Daqui a pouco, assim que o Congresso Nacional aprovar esse arremedo de reforma da Previdência que vem sendo discutido
, outro tema rumoroso entrará na pauta política — e, a julgar pelo nível rasteiro dos debates políticos travados em torno das aposentadorias, é de se esperar uma nova temporada de agressões ao bom senso. O tema em questão é a reforma Tributária, outra medida essencial para o futuro do país que, certamente, será vítima do mesmo jogo de interesses corporativos e paroquiais que costumam marcar os debates na Câmara e no Senado.
Os senhores parlamentares, como de hábito, lidarão com a questão mais preocupados em garantir a liberação de suas emendas do que em criar um sistema de impostos capaz de destravar o mercado e por a economia para funcionar. O Brasil, com toda certeza, manterá sua carga tributária de país rico (equivalente a 33,5% do PIB) totalmente a serviço do pagamento dos salários dos funcionários públicos. E continuará a oferecer ao cidadão pagador de impostos um conjunto de serviços e políticas públicas de qualidade sofrível, equivalentes aos dos países mais atrasados do mundo. Em matéria fiscal, o Estado brasileiro tem uma personalidade bipolar. Na hora de arrecadar, é rigoroso e detalhista. Na hora de gastar, é perdulário e irresponsável.
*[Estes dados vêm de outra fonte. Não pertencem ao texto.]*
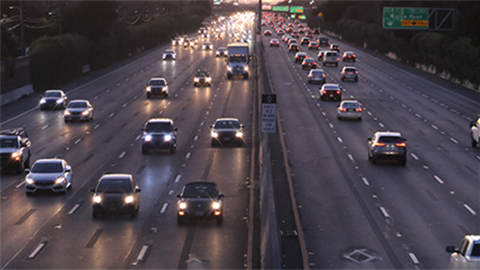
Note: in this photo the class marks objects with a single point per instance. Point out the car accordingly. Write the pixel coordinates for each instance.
(157, 86)
(200, 200)
(309, 63)
(169, 54)
(221, 52)
(53, 100)
(475, 132)
(349, 109)
(116, 194)
(49, 174)
(317, 76)
(226, 131)
(207, 46)
(349, 56)
(467, 256)
(159, 134)
(78, 110)
(349, 73)
(300, 56)
(274, 42)
(323, 41)
(335, 47)
(201, 78)
(330, 57)
(293, 47)
(305, 40)
(387, 145)
(313, 45)
(320, 55)
(15, 150)
(176, 41)
(330, 91)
Isso vale para todos os poderes. Defendida como um movimento importante no jogo democrático, a vocação recém-descoberta pela Câmara dos Deputados de assumir o protagonismo das iniciativas políticas tem se caracterizado mais pela defesa de interesses específicos do que pela busca de providências voltadas para “o interesse geral da nação”. Foi assim na discussão da Previdência, quando as corporações mais poderosas nada perderam, e será assim na elaboração da nova política fiscal
do país.
Para garantir o seu controle sobre o tema, os senhores deputados resolveram, nesse segundo caso, nem esperar pela apresentação de um projeto de lei elaborado pelo governo, como aconteceu com a Previdência. E puseram para tramitar um projeto que estava nas mãos deles desde o ano passado e pelo qual ninguém tinha movido uma palha até o governo manifestar a intenção de tratar do assunto.
O projeto em questão é como quem tem um olho em terra de cego: parece um rei se comparado ao quadro atual. Caso se mantenha a salvo dos interesses corporativos e regionais que orientam as ações do parlamento, representará um avanço considerável em relação ao quadro atual. Apresentado pelo economista Bernard Appy, do Centro de Cidadania Fiscal, o projeto tem como principal proposta a substituição do PIS, da Cofins, do IPI, do ICMS e do ISS por um único importo inspirado no IVA europeu. Caso essa consolidação dê certo, já será um avanço. Mas a chance de uma mudança como essa passar pelo parlamento é tão próxima quanto a de uma viagem do homem a Júpiter ser feita nos próximos dez anos: pode até acontecer, mas é extremamente improvável.